= Mel Cheren =

Melvin Cheren (1933 – December 7, 2007) was an American record executive who helped start the Paradise Garage, also known as "Gay-rage", a New York City gay discothèque popular in the 1970s and '80s.

==Early life==
Melvin "Mel" Cheren was born on January 21, 1933, in Everett, Massachusetts, and grew up in the Boston area.

His first job in the music business was in 1959 as salesman for ABC-Paramount Records.

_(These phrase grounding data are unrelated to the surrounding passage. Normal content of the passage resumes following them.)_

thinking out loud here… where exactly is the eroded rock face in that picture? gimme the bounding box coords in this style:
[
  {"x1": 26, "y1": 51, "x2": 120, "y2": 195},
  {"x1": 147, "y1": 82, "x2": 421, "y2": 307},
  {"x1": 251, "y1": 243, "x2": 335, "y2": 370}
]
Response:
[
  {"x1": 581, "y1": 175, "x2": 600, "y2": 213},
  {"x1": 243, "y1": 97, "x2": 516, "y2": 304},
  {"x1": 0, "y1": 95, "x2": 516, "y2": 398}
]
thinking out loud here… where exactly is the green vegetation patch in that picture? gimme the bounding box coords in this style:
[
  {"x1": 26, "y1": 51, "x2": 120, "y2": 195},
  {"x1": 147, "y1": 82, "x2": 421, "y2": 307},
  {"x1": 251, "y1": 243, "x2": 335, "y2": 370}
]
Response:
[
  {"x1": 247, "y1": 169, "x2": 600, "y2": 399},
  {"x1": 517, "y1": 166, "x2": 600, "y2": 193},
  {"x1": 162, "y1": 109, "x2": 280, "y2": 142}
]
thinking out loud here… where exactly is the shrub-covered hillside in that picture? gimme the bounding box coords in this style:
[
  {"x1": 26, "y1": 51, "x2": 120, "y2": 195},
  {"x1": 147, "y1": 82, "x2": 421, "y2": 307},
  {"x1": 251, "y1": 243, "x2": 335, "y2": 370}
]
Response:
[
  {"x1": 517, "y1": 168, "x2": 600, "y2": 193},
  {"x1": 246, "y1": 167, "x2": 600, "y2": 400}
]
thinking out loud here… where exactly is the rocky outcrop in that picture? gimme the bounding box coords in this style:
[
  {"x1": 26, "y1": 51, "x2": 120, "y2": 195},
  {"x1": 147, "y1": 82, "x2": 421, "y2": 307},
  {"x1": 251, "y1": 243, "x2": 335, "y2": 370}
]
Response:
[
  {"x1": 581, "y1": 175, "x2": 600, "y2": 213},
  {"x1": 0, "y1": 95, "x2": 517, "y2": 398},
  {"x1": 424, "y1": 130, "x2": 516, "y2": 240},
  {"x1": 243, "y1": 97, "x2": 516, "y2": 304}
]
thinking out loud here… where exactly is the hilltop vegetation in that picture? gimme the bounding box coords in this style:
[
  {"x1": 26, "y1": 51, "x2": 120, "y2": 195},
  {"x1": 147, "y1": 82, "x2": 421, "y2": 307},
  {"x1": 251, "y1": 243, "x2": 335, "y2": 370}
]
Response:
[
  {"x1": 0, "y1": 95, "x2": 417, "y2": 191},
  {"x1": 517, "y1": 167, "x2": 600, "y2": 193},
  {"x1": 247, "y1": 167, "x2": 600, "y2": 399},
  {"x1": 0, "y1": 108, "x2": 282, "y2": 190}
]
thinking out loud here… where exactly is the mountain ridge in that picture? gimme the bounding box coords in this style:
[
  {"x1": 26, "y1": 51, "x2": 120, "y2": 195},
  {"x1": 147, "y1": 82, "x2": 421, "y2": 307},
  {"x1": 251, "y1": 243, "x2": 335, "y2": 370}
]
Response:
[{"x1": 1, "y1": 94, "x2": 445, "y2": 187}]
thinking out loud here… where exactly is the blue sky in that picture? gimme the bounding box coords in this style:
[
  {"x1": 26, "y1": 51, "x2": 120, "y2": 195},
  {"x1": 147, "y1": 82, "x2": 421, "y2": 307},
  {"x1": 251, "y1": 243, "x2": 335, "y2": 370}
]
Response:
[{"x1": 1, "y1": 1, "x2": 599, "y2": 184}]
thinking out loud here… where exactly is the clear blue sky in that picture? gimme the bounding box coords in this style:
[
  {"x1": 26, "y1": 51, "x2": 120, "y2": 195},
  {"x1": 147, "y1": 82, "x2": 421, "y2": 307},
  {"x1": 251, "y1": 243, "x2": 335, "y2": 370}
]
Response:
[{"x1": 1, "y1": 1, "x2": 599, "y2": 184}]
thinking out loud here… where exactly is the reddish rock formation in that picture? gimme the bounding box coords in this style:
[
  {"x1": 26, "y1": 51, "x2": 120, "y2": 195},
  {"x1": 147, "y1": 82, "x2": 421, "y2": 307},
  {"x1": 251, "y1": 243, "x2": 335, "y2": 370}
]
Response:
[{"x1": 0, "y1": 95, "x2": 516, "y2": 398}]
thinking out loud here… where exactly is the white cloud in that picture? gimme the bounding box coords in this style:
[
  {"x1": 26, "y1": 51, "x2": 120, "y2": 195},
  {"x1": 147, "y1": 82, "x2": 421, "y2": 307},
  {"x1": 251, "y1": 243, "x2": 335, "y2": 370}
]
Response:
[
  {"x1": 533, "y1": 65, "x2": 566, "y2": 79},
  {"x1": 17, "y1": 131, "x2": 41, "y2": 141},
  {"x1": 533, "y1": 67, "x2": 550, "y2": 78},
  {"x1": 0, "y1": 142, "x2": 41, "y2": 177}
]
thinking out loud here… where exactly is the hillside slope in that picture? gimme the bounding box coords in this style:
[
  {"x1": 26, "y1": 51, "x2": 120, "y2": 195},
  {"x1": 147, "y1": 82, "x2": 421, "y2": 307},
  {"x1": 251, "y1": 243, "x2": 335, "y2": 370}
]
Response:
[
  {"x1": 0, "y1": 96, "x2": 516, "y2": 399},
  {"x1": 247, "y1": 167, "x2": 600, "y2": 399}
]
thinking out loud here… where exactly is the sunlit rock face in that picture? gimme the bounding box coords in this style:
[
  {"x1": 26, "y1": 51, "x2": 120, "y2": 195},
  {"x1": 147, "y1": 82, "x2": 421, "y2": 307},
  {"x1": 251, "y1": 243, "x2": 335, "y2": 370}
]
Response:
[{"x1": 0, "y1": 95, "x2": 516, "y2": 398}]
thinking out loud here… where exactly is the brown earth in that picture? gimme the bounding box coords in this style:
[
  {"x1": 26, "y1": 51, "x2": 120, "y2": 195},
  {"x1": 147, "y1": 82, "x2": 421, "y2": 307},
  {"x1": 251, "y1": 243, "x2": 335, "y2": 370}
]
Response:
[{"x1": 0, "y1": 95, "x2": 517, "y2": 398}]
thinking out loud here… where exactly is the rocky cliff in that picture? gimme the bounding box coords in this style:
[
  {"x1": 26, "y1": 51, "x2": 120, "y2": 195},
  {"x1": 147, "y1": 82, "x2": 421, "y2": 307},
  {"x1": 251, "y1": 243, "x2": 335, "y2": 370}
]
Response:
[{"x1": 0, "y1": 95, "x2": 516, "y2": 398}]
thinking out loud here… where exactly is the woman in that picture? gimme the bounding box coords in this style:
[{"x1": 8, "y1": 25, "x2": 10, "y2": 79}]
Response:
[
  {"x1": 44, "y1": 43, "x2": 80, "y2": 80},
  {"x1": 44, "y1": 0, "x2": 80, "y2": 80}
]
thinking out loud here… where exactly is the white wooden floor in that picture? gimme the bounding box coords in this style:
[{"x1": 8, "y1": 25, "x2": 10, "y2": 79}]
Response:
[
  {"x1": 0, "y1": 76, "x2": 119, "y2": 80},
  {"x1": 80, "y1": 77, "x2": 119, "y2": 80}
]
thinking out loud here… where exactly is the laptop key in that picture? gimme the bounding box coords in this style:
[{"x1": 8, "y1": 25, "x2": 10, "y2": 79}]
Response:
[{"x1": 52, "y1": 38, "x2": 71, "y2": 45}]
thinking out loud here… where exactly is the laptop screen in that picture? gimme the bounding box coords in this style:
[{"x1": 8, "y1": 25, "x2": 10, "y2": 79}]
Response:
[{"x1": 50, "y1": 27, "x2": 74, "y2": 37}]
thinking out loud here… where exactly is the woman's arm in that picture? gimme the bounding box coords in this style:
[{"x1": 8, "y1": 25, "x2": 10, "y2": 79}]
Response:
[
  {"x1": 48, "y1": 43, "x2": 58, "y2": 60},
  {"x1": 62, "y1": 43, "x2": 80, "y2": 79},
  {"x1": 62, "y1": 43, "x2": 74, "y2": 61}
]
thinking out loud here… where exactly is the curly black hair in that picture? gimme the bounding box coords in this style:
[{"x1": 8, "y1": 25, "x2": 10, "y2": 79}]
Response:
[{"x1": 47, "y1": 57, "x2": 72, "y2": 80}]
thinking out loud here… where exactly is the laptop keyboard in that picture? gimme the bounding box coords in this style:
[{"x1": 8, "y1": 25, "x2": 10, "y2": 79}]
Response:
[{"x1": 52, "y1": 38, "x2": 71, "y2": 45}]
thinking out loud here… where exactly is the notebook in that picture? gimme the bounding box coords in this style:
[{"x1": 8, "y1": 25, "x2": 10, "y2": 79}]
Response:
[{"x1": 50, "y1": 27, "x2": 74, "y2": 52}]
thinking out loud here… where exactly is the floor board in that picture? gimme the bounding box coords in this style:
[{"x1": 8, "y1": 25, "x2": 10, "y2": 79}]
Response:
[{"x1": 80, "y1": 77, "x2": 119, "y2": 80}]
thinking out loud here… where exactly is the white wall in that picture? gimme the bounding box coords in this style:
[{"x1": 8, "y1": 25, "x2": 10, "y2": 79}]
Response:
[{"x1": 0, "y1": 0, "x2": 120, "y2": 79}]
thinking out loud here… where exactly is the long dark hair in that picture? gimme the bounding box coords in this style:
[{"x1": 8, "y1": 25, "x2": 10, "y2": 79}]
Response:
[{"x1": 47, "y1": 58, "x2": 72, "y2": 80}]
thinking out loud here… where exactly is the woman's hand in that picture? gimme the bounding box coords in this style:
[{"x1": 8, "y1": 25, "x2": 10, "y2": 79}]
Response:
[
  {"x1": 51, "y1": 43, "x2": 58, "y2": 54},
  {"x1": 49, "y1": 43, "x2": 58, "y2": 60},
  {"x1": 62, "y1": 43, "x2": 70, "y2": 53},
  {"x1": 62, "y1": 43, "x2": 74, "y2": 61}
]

In the 1960s, Cheren joined the Army and served in Germany. In 1964, he was in charge of production for ABC Records. In the 70's, he accepted a position for Scepter and began campaigning with the company to start producing dance music.

==West End Records==
In 1976, Mel Cheren and Ed Kushins founded West End Records, the music label that defined the sound of New York City in the heyday of disco. Cheren created the 12-inch vinyl single, which permitted longer playing time than the standard seven-inch, and which gained its greatest popularity in discos.

==Paradise Garage==
Cheren was business partner and former lover of Michael Brody, who created the Paradise Garage in 1977 with the financial back-up of Cheren. In the 2006 "The Godfather of Disco," a documentary about Cheren, he himself called the Garage "the ultimate expression of the whole fabric" of gay night life.

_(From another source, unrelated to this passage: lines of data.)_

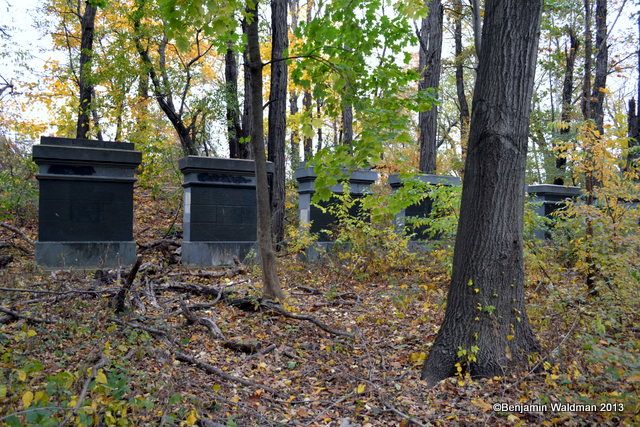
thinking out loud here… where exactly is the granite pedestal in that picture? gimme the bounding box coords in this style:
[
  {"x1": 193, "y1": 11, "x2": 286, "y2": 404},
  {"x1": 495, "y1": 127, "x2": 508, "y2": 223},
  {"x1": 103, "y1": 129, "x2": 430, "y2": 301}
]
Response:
[
  {"x1": 295, "y1": 167, "x2": 378, "y2": 260},
  {"x1": 32, "y1": 136, "x2": 141, "y2": 269},
  {"x1": 526, "y1": 184, "x2": 582, "y2": 239},
  {"x1": 179, "y1": 157, "x2": 273, "y2": 266},
  {"x1": 388, "y1": 174, "x2": 461, "y2": 242}
]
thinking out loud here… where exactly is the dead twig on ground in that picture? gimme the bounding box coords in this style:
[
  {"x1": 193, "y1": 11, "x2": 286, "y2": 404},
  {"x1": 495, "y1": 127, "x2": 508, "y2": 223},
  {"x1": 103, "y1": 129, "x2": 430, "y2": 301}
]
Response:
[
  {"x1": 0, "y1": 306, "x2": 55, "y2": 324},
  {"x1": 60, "y1": 352, "x2": 108, "y2": 426},
  {"x1": 261, "y1": 301, "x2": 354, "y2": 338},
  {"x1": 0, "y1": 222, "x2": 35, "y2": 246},
  {"x1": 113, "y1": 256, "x2": 143, "y2": 313}
]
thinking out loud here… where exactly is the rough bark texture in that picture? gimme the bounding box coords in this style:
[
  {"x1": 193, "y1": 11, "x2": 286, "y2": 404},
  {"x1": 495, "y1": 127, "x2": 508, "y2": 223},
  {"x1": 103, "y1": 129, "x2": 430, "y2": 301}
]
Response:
[
  {"x1": 418, "y1": 0, "x2": 443, "y2": 173},
  {"x1": 454, "y1": 0, "x2": 470, "y2": 165},
  {"x1": 470, "y1": 0, "x2": 482, "y2": 61},
  {"x1": 342, "y1": 104, "x2": 353, "y2": 146},
  {"x1": 225, "y1": 46, "x2": 242, "y2": 158},
  {"x1": 267, "y1": 0, "x2": 288, "y2": 247},
  {"x1": 581, "y1": 0, "x2": 593, "y2": 120},
  {"x1": 554, "y1": 28, "x2": 579, "y2": 185},
  {"x1": 421, "y1": 0, "x2": 542, "y2": 386},
  {"x1": 590, "y1": 0, "x2": 607, "y2": 134},
  {"x1": 241, "y1": 18, "x2": 254, "y2": 160},
  {"x1": 76, "y1": 1, "x2": 97, "y2": 139},
  {"x1": 289, "y1": 0, "x2": 300, "y2": 170},
  {"x1": 246, "y1": 1, "x2": 284, "y2": 301}
]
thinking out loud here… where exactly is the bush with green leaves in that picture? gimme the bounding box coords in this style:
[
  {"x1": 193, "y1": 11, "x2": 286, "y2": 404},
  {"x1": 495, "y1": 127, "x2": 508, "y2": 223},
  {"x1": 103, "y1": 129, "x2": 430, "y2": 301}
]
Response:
[{"x1": 0, "y1": 138, "x2": 38, "y2": 224}]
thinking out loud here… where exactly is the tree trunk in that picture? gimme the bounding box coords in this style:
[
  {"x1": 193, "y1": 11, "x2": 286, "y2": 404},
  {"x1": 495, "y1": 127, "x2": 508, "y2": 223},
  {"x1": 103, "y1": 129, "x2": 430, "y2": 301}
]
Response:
[
  {"x1": 246, "y1": 0, "x2": 284, "y2": 301},
  {"x1": 316, "y1": 101, "x2": 323, "y2": 150},
  {"x1": 268, "y1": 0, "x2": 288, "y2": 247},
  {"x1": 76, "y1": 1, "x2": 98, "y2": 139},
  {"x1": 417, "y1": 0, "x2": 443, "y2": 174},
  {"x1": 554, "y1": 27, "x2": 579, "y2": 185},
  {"x1": 289, "y1": 0, "x2": 300, "y2": 171},
  {"x1": 421, "y1": 0, "x2": 542, "y2": 386},
  {"x1": 225, "y1": 45, "x2": 242, "y2": 158},
  {"x1": 454, "y1": 0, "x2": 470, "y2": 167},
  {"x1": 342, "y1": 104, "x2": 353, "y2": 146},
  {"x1": 241, "y1": 18, "x2": 254, "y2": 160},
  {"x1": 303, "y1": 90, "x2": 313, "y2": 161},
  {"x1": 590, "y1": 0, "x2": 607, "y2": 134},
  {"x1": 470, "y1": 0, "x2": 482, "y2": 62},
  {"x1": 581, "y1": 0, "x2": 593, "y2": 120}
]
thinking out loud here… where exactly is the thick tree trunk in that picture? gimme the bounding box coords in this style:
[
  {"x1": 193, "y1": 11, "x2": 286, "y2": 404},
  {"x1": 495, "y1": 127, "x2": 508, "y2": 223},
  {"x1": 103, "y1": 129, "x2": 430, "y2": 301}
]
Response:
[
  {"x1": 454, "y1": 0, "x2": 469, "y2": 166},
  {"x1": 590, "y1": 0, "x2": 607, "y2": 134},
  {"x1": 241, "y1": 18, "x2": 254, "y2": 160},
  {"x1": 76, "y1": 1, "x2": 98, "y2": 139},
  {"x1": 246, "y1": 1, "x2": 284, "y2": 301},
  {"x1": 225, "y1": 45, "x2": 242, "y2": 158},
  {"x1": 421, "y1": 0, "x2": 542, "y2": 386},
  {"x1": 268, "y1": 0, "x2": 288, "y2": 247},
  {"x1": 418, "y1": 0, "x2": 443, "y2": 174},
  {"x1": 554, "y1": 28, "x2": 579, "y2": 185}
]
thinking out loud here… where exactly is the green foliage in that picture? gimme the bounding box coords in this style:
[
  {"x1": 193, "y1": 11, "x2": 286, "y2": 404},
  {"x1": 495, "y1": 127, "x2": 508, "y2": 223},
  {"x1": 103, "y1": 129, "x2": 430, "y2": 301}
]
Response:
[{"x1": 0, "y1": 139, "x2": 37, "y2": 224}]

==Gay Men's Health Crisis==
When Rodger McFarlane began a crisis counseling hotline about AIDS in 1982 as a program of the Gay Men's Health Crisis (GMHC) organization, he operated it out of a couple of rooms in a building in Chelsea owned by Mel Cheren. The building subsequently became the first headquarters and office of GMHC, rent-free. In 1984, when GMHC moved to larger quarters, Cheren turned the building into the Colonial House Inn, a 20-room gay-oriented guesthouse where he himself lived until his death.

==24 Hours for Life==
In the late 1980s, Cheren founded the nonprofit group "24 Hours for Life" to raise money for AIDS relief. Through the organization, he published his autobiography, My Life and the Paradise Garage: Keep On Dancin (2000).

==Personal life==
Mel Cheren died on December 7, 2007, from complications associated with AIDS.